In-depth analysis of translational errors showed that most errors occurred in the z-axis (toward the dorsal side of the patient). The algorithm had the lowest capture range over this axis because the study subjects were prone on the surgical table and the maximum angulation of the mobile C-arm was 45° from AP toward the lateral side of the study subject. For example, all outliers were registrations with the lowest fluoroscopic capture range (angulation of 40°). One could argue that an error in this direction is less crucial for pedicle screw placement as critical structures like the spinal cord are located medially (x-axis). However, a high registration accuracy in all axes becomes necessary if 3D2D navigation is applied for different purposes, such as navigated vertebral biopsy. Future studies may expand the latero-lateral angulations and experiment with angulation in other directions, such as cranio-caudal angulations, to optimize the registration accuracy [32].

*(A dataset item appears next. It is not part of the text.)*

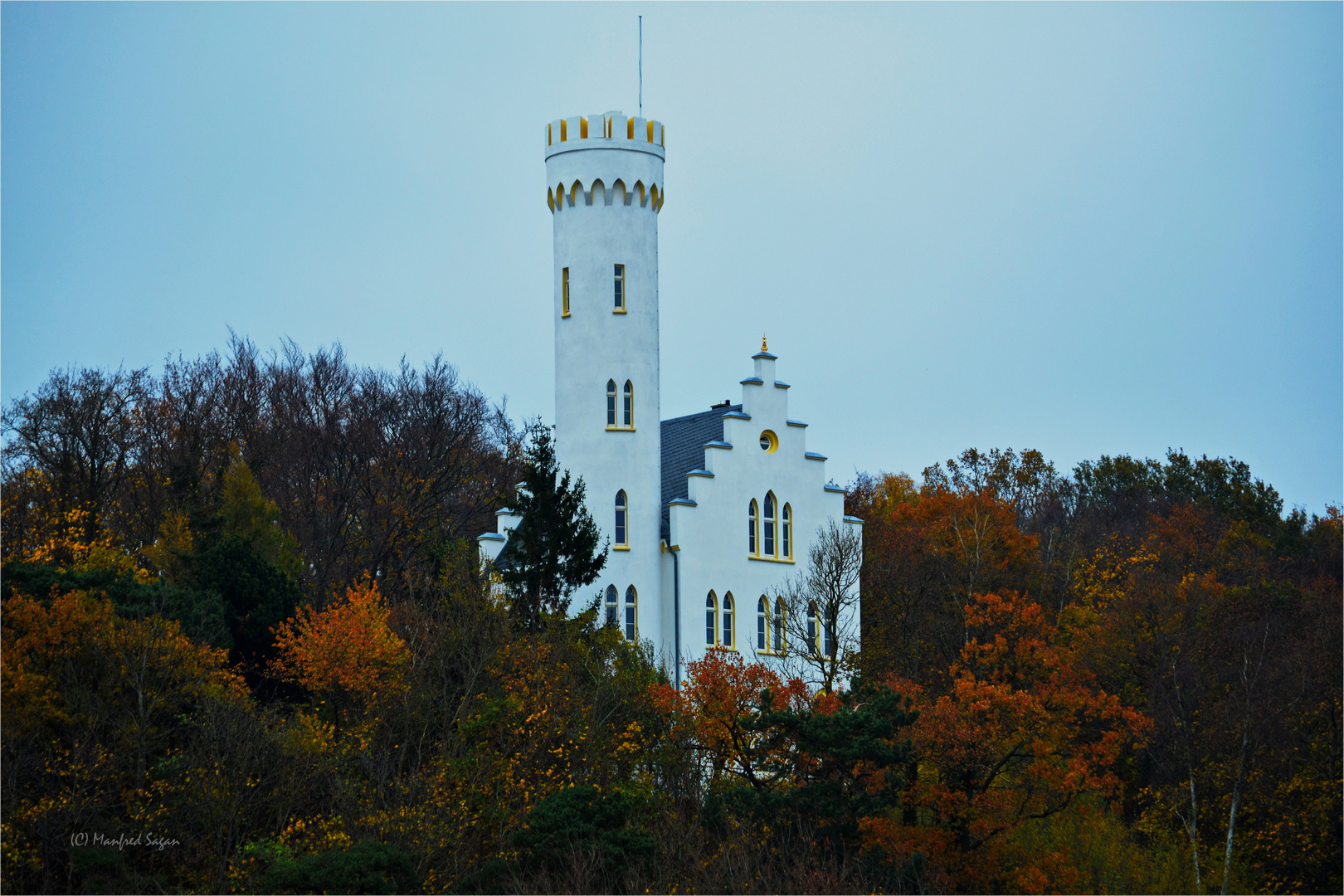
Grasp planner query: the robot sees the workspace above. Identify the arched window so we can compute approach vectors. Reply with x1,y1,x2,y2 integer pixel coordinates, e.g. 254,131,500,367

In the current study, we only evaluated CT scans with parallel slices of 0.67 mm. The algorithm was developed to work with any CT scan vendor, so it can easily integrate in clinical practice. The algorithm would integrate even more easily if it can also cope with various scan protocols. The current algorithm interpolates the unknown values of pixels lying between slices with a known value to generate a complete 3D volume, but the present study did not assess at what slice thickness it becomes inaccurate. In the supplementary data, we explored the algorithm’s accuracy using post-processed baseline CT scans with a slice thickness up to 5.0 mm. The supplementary figures indicate that the algorithm remains similarly accurate with slice thicknesses up to 2.0 mm but the exact limits should be explored using a higher number of scans (Supplement 1).
Limitations
A drawback of 3D2D registration, in general, might be the assumption that, at the time of intraoperative registration, the 3D volume of vertebrae has not altered since the baseline CT scan. Although the algorithm registered each vertebra separately and accounted for positional changes of individual vertebrae up to 5° rotation around the x-axis and translations up to 2 mm over the z-axis, it may be necessary to maintain a short interval between the baseline CT and operative treatment regarding, for instance, the 3D volume of collapsed vertebrae may change.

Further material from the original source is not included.